James prepares a plate for the clients

He offered an example of an encounter he had while eating breakfast downtown some years ago.

“There was this couple sitting near me and I could see the woman [from my position], but not the man,” he said. “When they got up to leave she came over and said, ‘You have no idea what it meant to my husband that you were [at the Jimmie Hale Mission] helping.’ He apparently saw me and told her that he remembered me. That brought me to tears.”

“I’m certainly not changing anyone,” he added with a hearty laugh, “but it means a lot to me to be associated with [the Mission]. I’ve just seen fantastic things happen here. It’s quite amazing.”

James is incredibly dedicated to his Wednesday post. In fact, aside from an illness that left him recuperating in a hospital for several months a few years back, he rarely misses the mid-week opportunity. When asked about why he’s so passionate and committed, James didn’t miss a beat.

“I think the people that serve get as much, if not more, out of the experience than the clients,” he confessed. “The idea of service, of helping somebody means a lot. Look, they have plenty of people in the kitchen, they don’t really need us, but it shows the men that people care when they come because they want to, not because they have to. And I think that showing your support actually helps people get better.”

James has not only been a consistently positive influence in the men’s dining hall, but has also persuaded others to look at the world a little differently thanks to additional encounters he has had at the Mission.

James arranging plates for the men at lunch

“My nephew from Illinois came to visit one time,” he said. “It happened to be on a Wednesday so I brought him to serve lunch. He’d told me before that he’d never hire someone with a GED because he thought if they dropped out of high school, they didn’t have enough gumption to work at his [grocery] store. I told him about the GED program here and he met [several staff members] and he said, “I’ve changed my mind.’”

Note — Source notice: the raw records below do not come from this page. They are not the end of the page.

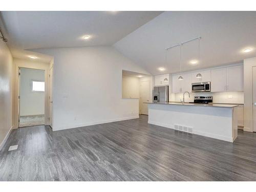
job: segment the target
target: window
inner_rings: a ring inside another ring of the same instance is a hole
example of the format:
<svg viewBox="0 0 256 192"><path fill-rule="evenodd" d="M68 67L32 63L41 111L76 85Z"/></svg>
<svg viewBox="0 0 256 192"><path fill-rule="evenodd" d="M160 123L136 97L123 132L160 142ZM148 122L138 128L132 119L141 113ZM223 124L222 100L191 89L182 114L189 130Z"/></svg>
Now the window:
<svg viewBox="0 0 256 192"><path fill-rule="evenodd" d="M32 80L32 91L45 92L45 81Z"/></svg>

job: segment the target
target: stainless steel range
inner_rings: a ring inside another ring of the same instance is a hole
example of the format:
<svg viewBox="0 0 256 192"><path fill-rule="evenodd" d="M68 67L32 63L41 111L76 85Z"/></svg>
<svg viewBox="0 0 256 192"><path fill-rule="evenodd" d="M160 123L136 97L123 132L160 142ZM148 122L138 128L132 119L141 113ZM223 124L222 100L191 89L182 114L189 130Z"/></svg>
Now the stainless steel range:
<svg viewBox="0 0 256 192"><path fill-rule="evenodd" d="M212 102L213 97L211 96L195 96L194 97L195 103L208 103Z"/></svg>

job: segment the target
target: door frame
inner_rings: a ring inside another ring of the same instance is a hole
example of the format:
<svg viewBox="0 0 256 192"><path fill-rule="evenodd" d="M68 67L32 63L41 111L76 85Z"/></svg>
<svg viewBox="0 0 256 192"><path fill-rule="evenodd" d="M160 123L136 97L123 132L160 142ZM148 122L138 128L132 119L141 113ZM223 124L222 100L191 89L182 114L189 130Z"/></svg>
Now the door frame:
<svg viewBox="0 0 256 192"><path fill-rule="evenodd" d="M49 125L48 109L49 109L49 96L48 96L48 76L49 64L44 63L32 62L27 60L20 59L25 62L15 62L14 69L14 124L13 129L18 128L19 108L18 92L19 85L19 69L20 68L39 69L45 71L45 124Z"/></svg>
<svg viewBox="0 0 256 192"><path fill-rule="evenodd" d="M52 69L52 83L51 83L50 82L50 75L51 75L51 70ZM53 62L51 62L50 65L50 67L49 69L49 75L47 76L48 78L49 78L49 81L48 81L48 124L50 125L50 126L52 128L53 127L53 73L54 73L54 68L53 68ZM52 90L52 124L51 124L51 121L50 119L50 91L51 89Z"/></svg>
<svg viewBox="0 0 256 192"><path fill-rule="evenodd" d="M253 87L254 87L254 80L253 79L253 69L256 69L256 66L252 66L252 95L251 96L252 98L252 103L251 103L252 104L252 132L256 132L256 124L254 123L255 121L256 121L256 119L254 119L254 101L253 101ZM255 74L256 76L256 74ZM255 81L256 81L256 79L255 79ZM255 90L256 91L256 90ZM256 94L256 93L255 93Z"/></svg>

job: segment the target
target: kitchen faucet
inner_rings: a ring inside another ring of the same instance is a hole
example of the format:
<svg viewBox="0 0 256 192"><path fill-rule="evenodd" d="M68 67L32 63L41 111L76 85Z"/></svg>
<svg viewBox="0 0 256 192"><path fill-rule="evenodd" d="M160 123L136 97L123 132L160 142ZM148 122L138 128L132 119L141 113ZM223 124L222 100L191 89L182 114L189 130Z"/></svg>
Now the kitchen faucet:
<svg viewBox="0 0 256 192"><path fill-rule="evenodd" d="M185 91L185 92L184 92L184 93L183 93L183 101L182 101L182 104L184 104L184 101L185 101L185 94L186 93L188 93L188 97L190 97L190 94L189 94L189 92L188 92L187 91Z"/></svg>

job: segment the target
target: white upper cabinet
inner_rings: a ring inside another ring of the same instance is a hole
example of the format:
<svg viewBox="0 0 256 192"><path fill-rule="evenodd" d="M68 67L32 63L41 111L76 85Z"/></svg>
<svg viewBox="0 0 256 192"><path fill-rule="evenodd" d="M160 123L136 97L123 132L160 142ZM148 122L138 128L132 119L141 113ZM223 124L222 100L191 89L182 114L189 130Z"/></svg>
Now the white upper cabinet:
<svg viewBox="0 0 256 192"><path fill-rule="evenodd" d="M191 82L191 74L190 73L182 74L183 80L181 80L181 92L182 93L188 91L192 92L192 86Z"/></svg>
<svg viewBox="0 0 256 192"><path fill-rule="evenodd" d="M173 75L172 77L172 93L177 93L181 92L181 81L178 80L180 75Z"/></svg>
<svg viewBox="0 0 256 192"><path fill-rule="evenodd" d="M183 80L178 80L180 75L183 77ZM172 93L183 93L185 91L191 92L191 86L190 74L173 75L172 82Z"/></svg>
<svg viewBox="0 0 256 192"><path fill-rule="evenodd" d="M190 73L191 75L191 82L207 82L211 81L210 71L203 71L200 72L202 75L202 78L197 78L197 75L198 72Z"/></svg>
<svg viewBox="0 0 256 192"><path fill-rule="evenodd" d="M212 92L242 91L244 90L243 66L211 70Z"/></svg>
<svg viewBox="0 0 256 192"><path fill-rule="evenodd" d="M155 76L155 86L168 86L169 84L169 74L157 75ZM164 81L166 78L168 81Z"/></svg>
<svg viewBox="0 0 256 192"><path fill-rule="evenodd" d="M183 74L183 80L178 80L180 75L172 75L172 92L191 92L191 83L211 82L211 92L242 91L244 85L243 66L219 68L200 71L202 78L196 78L198 72Z"/></svg>
<svg viewBox="0 0 256 192"><path fill-rule="evenodd" d="M243 66L227 68L227 91L242 91L244 90Z"/></svg>
<svg viewBox="0 0 256 192"><path fill-rule="evenodd" d="M226 68L211 70L211 91L212 92L226 91Z"/></svg>

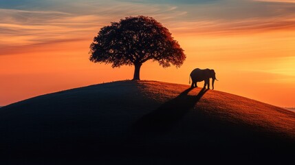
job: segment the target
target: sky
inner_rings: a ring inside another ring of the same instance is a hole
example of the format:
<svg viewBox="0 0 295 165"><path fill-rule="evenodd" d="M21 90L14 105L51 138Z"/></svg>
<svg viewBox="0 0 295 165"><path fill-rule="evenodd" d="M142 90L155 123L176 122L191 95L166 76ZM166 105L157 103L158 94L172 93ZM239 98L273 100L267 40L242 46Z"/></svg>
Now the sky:
<svg viewBox="0 0 295 165"><path fill-rule="evenodd" d="M93 63L89 52L101 28L138 15L186 55L178 69L146 62L142 80L188 85L193 69L210 68L215 90L295 107L295 0L0 0L0 106L132 79L133 67Z"/></svg>

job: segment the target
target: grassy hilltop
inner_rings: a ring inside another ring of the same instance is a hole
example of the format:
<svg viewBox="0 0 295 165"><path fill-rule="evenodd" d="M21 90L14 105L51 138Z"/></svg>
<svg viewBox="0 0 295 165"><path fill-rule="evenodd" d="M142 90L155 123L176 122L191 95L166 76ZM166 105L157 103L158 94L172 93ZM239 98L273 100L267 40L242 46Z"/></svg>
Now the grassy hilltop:
<svg viewBox="0 0 295 165"><path fill-rule="evenodd" d="M294 164L295 113L243 97L118 81L0 109L0 163Z"/></svg>

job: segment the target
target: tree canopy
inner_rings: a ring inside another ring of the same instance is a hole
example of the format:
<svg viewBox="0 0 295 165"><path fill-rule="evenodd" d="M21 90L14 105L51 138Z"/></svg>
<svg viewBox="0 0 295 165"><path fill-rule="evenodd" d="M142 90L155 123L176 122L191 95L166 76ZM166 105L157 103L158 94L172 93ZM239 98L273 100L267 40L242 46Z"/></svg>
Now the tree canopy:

When asked about what advice he would offer perspective volunteers, James said he would encourage them to take the leap. And though he’s particularly fond of the Jimmie Hale Mission, he feels that the needs in the city are great and that helping anywhere is better than nowhere at all.

“Just pick out something and do it,” he said. “Then you’ll find out if it’s something you want to continue to do. If you’re a person whose found success in a program similar to this I would think that’s even more reason to get involved. It’s just about helping someone else, that’s the main thing, and it’s very rewarding.”